4. What challenges does the photoresist process face when handling complex materials such as PTFE or flexible substrates? What circumstances might prompt manufacturers to change their resist products?

These materials require optimal adhesion. The first challenge that comes to mind is when customers experience adhesion loss or resist cracking during the photoresist process. Softer resists with high adhesion are ideal. The obstacle will depend on the manufacturer's capabilities. Flexible substrates are more susceptible to handling damage, dents, and scratches. Resists are needed that can compensate for any such potential issues and compensate for inadequate material preparation prior to coating.

5. How can photoresist adhesion issues on PCB surfaces be addressed, particularly for multilayer boards or boards with challenging materials?

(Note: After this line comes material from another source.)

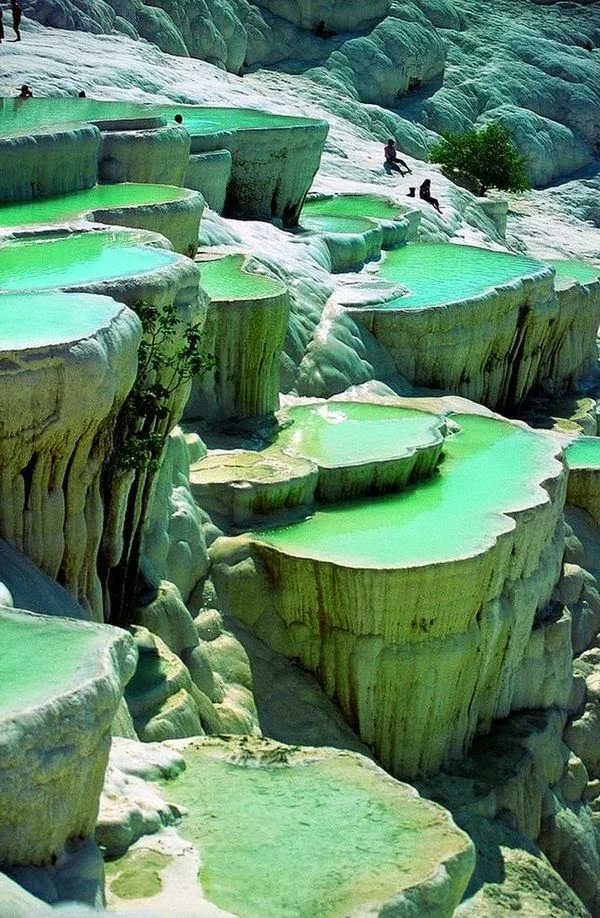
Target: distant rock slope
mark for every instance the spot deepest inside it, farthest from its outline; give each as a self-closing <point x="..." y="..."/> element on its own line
<point x="445" y="64"/>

Adhesion loss is always a concern. The first step is to review process controls and surface treatments applied. For example, is surface preparation chemical or mechanical, or is no treatment applied at all? Ideally, surfaces should always be treated to create an optimal environment for resist adhesion and conformality. However, some customers may lack these capabilities, or materials may be unsuitable due to handling constraints (soft flexible materials), or grain/surface characteristics cannot be altered (RF applications). In these worst-case scenarios, for RF applications, non-etch-based adhesion promoters are still recommended, or for flexible materials, improved handling systems should be adopted.

photoresist pcb board

6. How has photoresist technology evolved to address the challenges of smaller, finer PCB features? What new technologies or methods are being researched and developed in photoresist pcb board development to enhance performance and reduce defects in PCB manufacturing?

Photoresist technology has made significant strides over the years. Today, we have exposure heads with multiple exposure units as small as 6μm—truly remarkable when you consider it. The resist itself is at the forefront of fine-feature and high-resolution PCB technology. We are now handling customer-plated feature sizes below 1 mil (25μm), which is not an easy process. The photoresists we test and sell for such PCBs can achieve significantly lower heights than 1:1 photoresists. This means, for example, we can print 15μm traces with 25μm photoresist height spacing while still allowing room for plating as required by the design. However, even at this cutting-edge level of photoresist technology, the technical capabilities of the latest available exposure equipment, vacuum film application techniques, and track vertical development must be considered to enhance yield and capability. Furthermore, given the size of the fine features and the materials used, the importance of cleanliness and handling cannot be overstated.